Tuesday, January 8, 2019

The Bestowal

The Bestowal; experimental film / drama / mystery, USA, 2019; D: Andrew de Burgh, S: Sam Brittan, Sharmita Bhattacharya

Steven wants to commit suicide with a pistol inside his home. However, out of the blue, a woman appears in his room and claims to be an inter-dimensional being who wants him to reconsider. He speaks about his disappointment with the world, where bad things happen to good people while bad persons are rewarded, but she insists that there are forces of good and forces of evil in the Universe, and that he should try to change the world himself by doing good deeds to help strengthen the forces of good. 20 years later. She shows up again in Steven's room. He tells her he followed her advice and spent time on the Indian subcontinent and Africa doing charity. He remembers how a girl he loved from his school, Sara, died when a car hit her a long time ago. 20 years later. She visits Steven again...
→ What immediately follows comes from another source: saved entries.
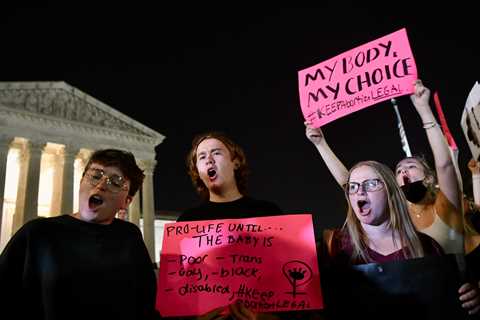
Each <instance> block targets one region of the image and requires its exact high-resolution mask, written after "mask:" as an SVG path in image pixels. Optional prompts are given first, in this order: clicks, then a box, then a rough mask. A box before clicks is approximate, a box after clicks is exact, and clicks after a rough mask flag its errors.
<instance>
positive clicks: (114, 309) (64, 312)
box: [0, 149, 159, 320]
mask: <svg viewBox="0 0 480 320" xmlns="http://www.w3.org/2000/svg"><path fill="white" fill-rule="evenodd" d="M144 177H145V175H144V174H143V172H142V170H141V169H140V168H139V167H138V166H137V164H136V161H135V157H134V156H133V154H132V153H130V152H126V151H122V150H117V149H105V150H98V151H96V152H94V153H93V154H92V156H91V158H90V160H89V162H88V163H87V165H86V167H85V171H84V172H83V176H82V178H81V181H80V190H79V210H78V212H75V213H72V214H69V213H65V214H64V215H61V216H57V217H51V218H37V219H34V220H32V221H30V222H28V223H26V224H25V225H24V226H22V228H20V230H18V232H16V233H15V235H14V236H13V237H12V239H11V240H10V241H9V243H8V244H7V246H6V248H5V249H4V251H3V252H2V254H1V256H0V284H1V290H0V292H1V293H0V310H2V314H4V315H6V318H13V317H15V318H18V319H38V320H53V319H55V320H57V319H82V320H83V319H91V318H95V319H116V320H119V319H125V320H127V319H129V320H130V319H153V318H157V317H159V315H158V313H157V312H156V310H155V294H156V280H155V274H154V271H153V269H152V261H151V259H150V256H149V254H148V251H147V248H146V247H145V244H144V242H143V238H142V234H141V232H140V230H139V229H138V227H137V226H136V225H134V224H132V223H130V222H126V221H123V220H120V219H116V218H115V215H116V214H117V212H118V211H119V210H125V209H127V207H128V205H129V204H130V203H131V201H132V199H133V197H134V196H135V194H136V192H137V191H138V189H139V188H140V186H141V185H142V183H143V179H144Z"/></svg>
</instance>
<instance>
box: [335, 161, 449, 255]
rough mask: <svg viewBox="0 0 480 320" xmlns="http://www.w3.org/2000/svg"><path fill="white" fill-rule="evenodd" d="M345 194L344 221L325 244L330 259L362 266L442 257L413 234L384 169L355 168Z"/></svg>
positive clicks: (397, 187) (369, 164) (434, 245)
mask: <svg viewBox="0 0 480 320" xmlns="http://www.w3.org/2000/svg"><path fill="white" fill-rule="evenodd" d="M345 192H346V198H347V203H348V211H347V219H346V222H345V226H344V228H342V229H339V230H335V231H334V233H333V237H332V238H331V239H330V241H329V243H330V245H329V246H328V247H329V248H330V250H329V256H330V257H332V258H335V259H337V258H340V259H344V260H345V261H350V262H351V263H352V264H363V263H371V262H377V263H383V262H389V261H394V260H404V259H408V258H418V257H423V256H424V255H426V254H434V255H439V254H441V253H442V250H441V248H440V246H439V245H438V244H437V243H436V242H435V241H434V240H433V239H432V238H430V237H429V236H426V235H424V234H421V233H418V232H417V231H416V229H415V226H414V225H413V223H412V221H411V220H410V217H409V214H408V208H407V203H406V201H405V196H404V195H403V193H402V191H401V190H400V188H399V187H398V185H397V184H396V182H395V178H394V177H393V174H392V173H391V170H390V169H388V168H387V167H386V166H385V165H383V164H381V163H378V162H375V161H364V162H360V163H358V164H356V165H355V166H354V167H353V168H352V169H351V170H350V172H349V174H348V176H347V183H346V184H345Z"/></svg>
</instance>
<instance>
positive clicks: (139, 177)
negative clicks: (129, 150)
mask: <svg viewBox="0 0 480 320" xmlns="http://www.w3.org/2000/svg"><path fill="white" fill-rule="evenodd" d="M93 163H98V164H101V165H103V166H106V167H117V168H118V169H119V170H120V171H121V172H122V175H123V176H124V177H125V178H126V179H128V180H129V181H130V188H129V189H128V195H129V196H132V197H133V196H134V195H135V194H136V193H137V191H138V189H140V186H141V185H142V183H143V179H144V178H145V174H143V170H142V169H140V168H139V167H138V165H137V162H136V161H135V156H134V155H133V154H132V153H131V152H128V151H123V150H119V149H102V150H97V151H95V152H94V153H93V154H92V155H91V157H90V159H89V160H88V163H87V165H86V166H85V170H84V171H83V176H84V175H85V172H87V170H88V169H89V168H90V166H91V165H92V164H93Z"/></svg>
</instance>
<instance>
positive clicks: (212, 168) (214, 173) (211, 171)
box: [207, 168, 217, 178]
mask: <svg viewBox="0 0 480 320" xmlns="http://www.w3.org/2000/svg"><path fill="white" fill-rule="evenodd" d="M207 174H208V176H209V177H210V178H213V177H215V175H216V174H217V171H216V170H215V169H213V168H211V169H208V170H207Z"/></svg>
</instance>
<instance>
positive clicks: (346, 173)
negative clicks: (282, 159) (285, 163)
mask: <svg viewBox="0 0 480 320" xmlns="http://www.w3.org/2000/svg"><path fill="white" fill-rule="evenodd" d="M305 127H306V128H305V134H306V136H307V138H308V140H310V141H311V142H312V143H313V145H314V146H315V148H317V150H318V152H319V153H320V156H321V157H322V159H323V161H324V162H325V164H326V165H327V167H328V170H330V173H331V174H332V175H333V177H334V178H335V180H336V181H337V183H338V184H339V185H340V187H343V186H344V185H345V184H346V183H347V180H348V170H347V168H346V167H345V166H344V165H343V163H342V162H341V161H340V160H339V159H338V158H337V156H336V155H335V153H333V151H332V149H330V146H329V145H328V144H327V141H326V140H325V136H324V135H323V132H322V130H321V129H320V128H317V129H315V128H312V126H311V125H310V123H309V122H305Z"/></svg>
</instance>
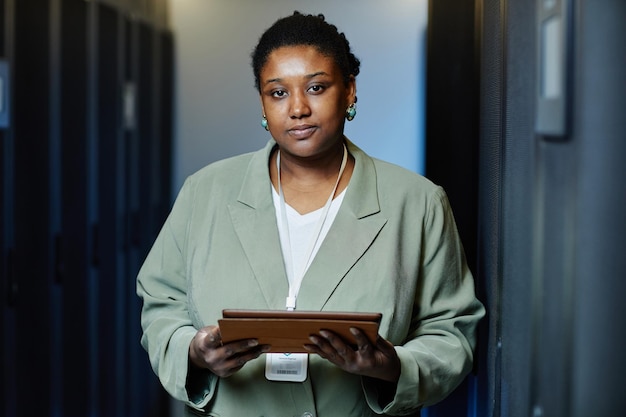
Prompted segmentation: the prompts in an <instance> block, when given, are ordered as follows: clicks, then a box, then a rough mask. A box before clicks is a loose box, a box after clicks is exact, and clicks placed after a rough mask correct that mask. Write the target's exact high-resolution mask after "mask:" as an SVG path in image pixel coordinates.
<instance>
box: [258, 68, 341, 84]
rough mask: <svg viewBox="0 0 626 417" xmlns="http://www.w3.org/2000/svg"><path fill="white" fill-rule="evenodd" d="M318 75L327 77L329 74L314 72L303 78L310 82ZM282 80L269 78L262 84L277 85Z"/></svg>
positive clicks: (318, 75) (308, 74)
mask: <svg viewBox="0 0 626 417" xmlns="http://www.w3.org/2000/svg"><path fill="white" fill-rule="evenodd" d="M319 75H329V74H328V73H327V72H326V71H318V72H314V73H312V74H307V75H305V76H304V78H307V79H309V80H310V79H312V78H315V77H317V76H319ZM282 80H283V79H282V78H270V79H269V80H266V81H265V83H263V84H264V85H267V84H271V83H279V82H281V81H282Z"/></svg>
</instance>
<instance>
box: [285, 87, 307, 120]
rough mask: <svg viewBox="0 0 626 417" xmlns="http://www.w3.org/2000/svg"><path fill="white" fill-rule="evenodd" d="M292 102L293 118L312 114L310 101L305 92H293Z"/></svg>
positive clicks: (291, 98)
mask: <svg viewBox="0 0 626 417" xmlns="http://www.w3.org/2000/svg"><path fill="white" fill-rule="evenodd" d="M290 104H291V106H290V108H289V117H291V118H292V119H301V118H303V117H307V116H310V115H311V108H310V107H309V102H308V99H307V97H306V95H305V94H303V93H296V94H293V95H292V96H291V103H290Z"/></svg>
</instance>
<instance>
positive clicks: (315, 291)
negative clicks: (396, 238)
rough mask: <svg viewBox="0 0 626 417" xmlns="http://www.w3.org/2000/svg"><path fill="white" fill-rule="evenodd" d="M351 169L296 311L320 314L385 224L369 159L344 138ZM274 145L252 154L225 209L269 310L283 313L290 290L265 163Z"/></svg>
mask: <svg viewBox="0 0 626 417" xmlns="http://www.w3.org/2000/svg"><path fill="white" fill-rule="evenodd" d="M346 143H347V146H348V151H349V152H350V153H351V154H352V156H354V159H355V167H354V171H353V173H352V178H351V179H350V184H349V185H348V189H347V191H346V195H345V196H344V200H343V203H342V206H341V208H340V210H339V213H338V214H337V217H336V218H335V221H334V223H333V225H332V227H331V228H330V231H329V232H328V235H327V236H326V239H325V240H324V242H323V243H322V246H321V247H320V250H319V252H318V253H317V255H316V257H315V259H314V260H313V262H312V264H311V266H310V267H309V270H308V271H307V273H306V275H305V277H304V279H303V281H302V286H301V288H300V292H299V294H298V301H297V308H298V309H299V310H315V311H319V310H322V309H323V308H324V305H325V304H326V302H327V301H328V299H329V298H330V296H331V295H332V293H333V291H334V289H335V288H336V287H337V286H338V285H339V284H340V283H341V281H342V279H343V278H344V276H345V275H346V274H347V273H348V271H349V270H350V269H351V267H352V266H353V265H354V263H356V261H357V260H358V259H359V258H360V257H361V256H362V255H363V253H364V252H365V251H366V250H367V248H369V247H370V246H371V244H372V241H373V240H374V239H375V238H376V236H377V235H378V233H379V232H380V230H381V229H382V227H383V226H384V224H385V223H386V221H387V219H386V218H383V217H382V216H380V215H379V213H380V204H379V199H378V191H377V178H376V170H375V169H374V162H373V160H372V159H371V158H370V157H369V156H368V155H366V154H365V153H364V152H363V151H362V150H361V149H360V148H358V147H357V146H356V145H354V144H353V143H352V142H350V141H348V140H347V139H346ZM275 146H276V143H275V142H274V141H273V140H270V141H268V143H267V144H266V146H265V147H264V148H263V149H262V150H260V151H258V152H255V153H254V154H253V155H252V158H251V159H250V163H249V165H248V169H247V172H246V175H245V179H244V181H243V183H242V186H241V190H240V193H239V196H238V204H233V205H231V206H230V207H229V209H230V214H231V219H232V222H233V226H234V228H235V230H236V233H237V235H238V237H239V240H240V242H241V244H242V246H243V249H244V251H245V252H246V256H247V257H248V260H249V262H250V265H251V267H252V269H253V271H254V273H255V276H256V279H257V281H258V284H259V286H260V287H261V289H262V292H263V296H264V297H265V301H266V302H267V306H268V308H269V309H280V310H282V309H284V308H285V297H286V296H287V291H288V282H287V275H286V273H285V268H284V262H283V257H282V250H281V247H280V240H279V237H278V227H277V224H276V214H275V211H274V203H273V200H272V195H271V182H270V178H269V170H268V163H269V162H268V161H269V157H270V154H271V152H272V149H274V147H275Z"/></svg>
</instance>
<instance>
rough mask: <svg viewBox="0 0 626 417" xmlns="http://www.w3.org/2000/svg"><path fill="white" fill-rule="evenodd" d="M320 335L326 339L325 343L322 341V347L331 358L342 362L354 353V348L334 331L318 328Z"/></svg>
mask: <svg viewBox="0 0 626 417" xmlns="http://www.w3.org/2000/svg"><path fill="white" fill-rule="evenodd" d="M320 335H321V336H322V337H323V338H324V339H326V343H323V347H322V349H323V350H324V352H325V353H326V354H327V355H329V356H330V358H331V359H336V360H338V361H341V362H344V361H346V360H347V359H349V358H350V357H351V356H352V355H353V354H354V350H352V348H351V347H349V346H348V345H347V344H346V343H345V342H344V340H343V339H342V338H341V337H339V336H337V335H336V334H335V333H333V332H331V331H328V330H320Z"/></svg>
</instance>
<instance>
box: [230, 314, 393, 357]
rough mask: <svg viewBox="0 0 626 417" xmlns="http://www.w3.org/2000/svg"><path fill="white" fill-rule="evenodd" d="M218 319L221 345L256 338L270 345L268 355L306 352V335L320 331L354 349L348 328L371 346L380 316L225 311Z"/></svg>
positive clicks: (381, 314) (379, 323) (306, 343)
mask: <svg viewBox="0 0 626 417" xmlns="http://www.w3.org/2000/svg"><path fill="white" fill-rule="evenodd" d="M222 317H223V318H222V319H220V320H218V324H219V326H220V333H221V334H222V340H223V342H224V343H228V342H233V341H235V340H242V339H257V340H258V341H259V344H262V345H265V344H268V345H271V346H272V348H271V350H270V352H276V353H287V352H289V353H306V352H307V350H306V349H304V345H305V344H311V341H310V340H309V336H310V335H312V334H317V333H319V331H320V330H330V331H332V332H334V333H336V334H337V335H339V336H340V337H341V338H342V339H344V340H345V341H346V342H347V343H348V344H349V345H351V346H352V347H356V341H355V339H354V336H353V335H352V333H350V327H356V328H359V329H361V330H362V331H363V332H364V333H365V334H366V335H367V337H368V339H369V340H370V341H371V342H372V343H375V342H376V338H377V337H378V327H379V325H380V320H381V319H382V313H356V312H338V311H298V310H296V311H286V310H239V309H226V310H223V311H222Z"/></svg>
Experimental film "The Bestowal" is the darnedest thing. It's deeply philosophical, but not very cinematic: dry and exhausting at times, since watching just two people for 90 minutes requires a lot of focus. It's more like a podcast. Maybe it would have worked better as a short film. It reminds of the T. Lee Jones film "Sunset Limited", where we also have a semi-monodrama with just two characters, one of which is trying to persuade the other not to commit suicide. It also evokes, to a certain degree, memories of "My Dinner with Andre", where the entire film was also just two people having a conversation. But it needed a lot more ingenuity to sustain the interest and engage the viewers, such as fresher or more memorable lines. Too much of the lines between the man and the mysterious woman is just the same thing again and again, running around in circles, with observations about life and society which were already done. Too didactic at times, instead of also showing these emotional changes within Steven, with some pretentious monologues (such as when Steven recounts how he "looked into the eyes" of a man and saw "the reflection of God"), though there were a few interesting contemplations, such as when Steven laments about the greed in Capitalism, but she just points out that this greed is actually just a manifestation of something that was always inside such people. Admittedly, "The Bestowal" has one strong, rewarding feature: the ending is surprising, emotional and remarkably satisfying, almost cathartic. It achieves this since it speaks about some abstract existentialist themes in a very touching manner, including trying to find inner peace, closure in life through companionship—but also the motive of eternal return (and self-improvement), showing how a lonely, but charitable man is rewarded in the next life with that what he wanted or missed.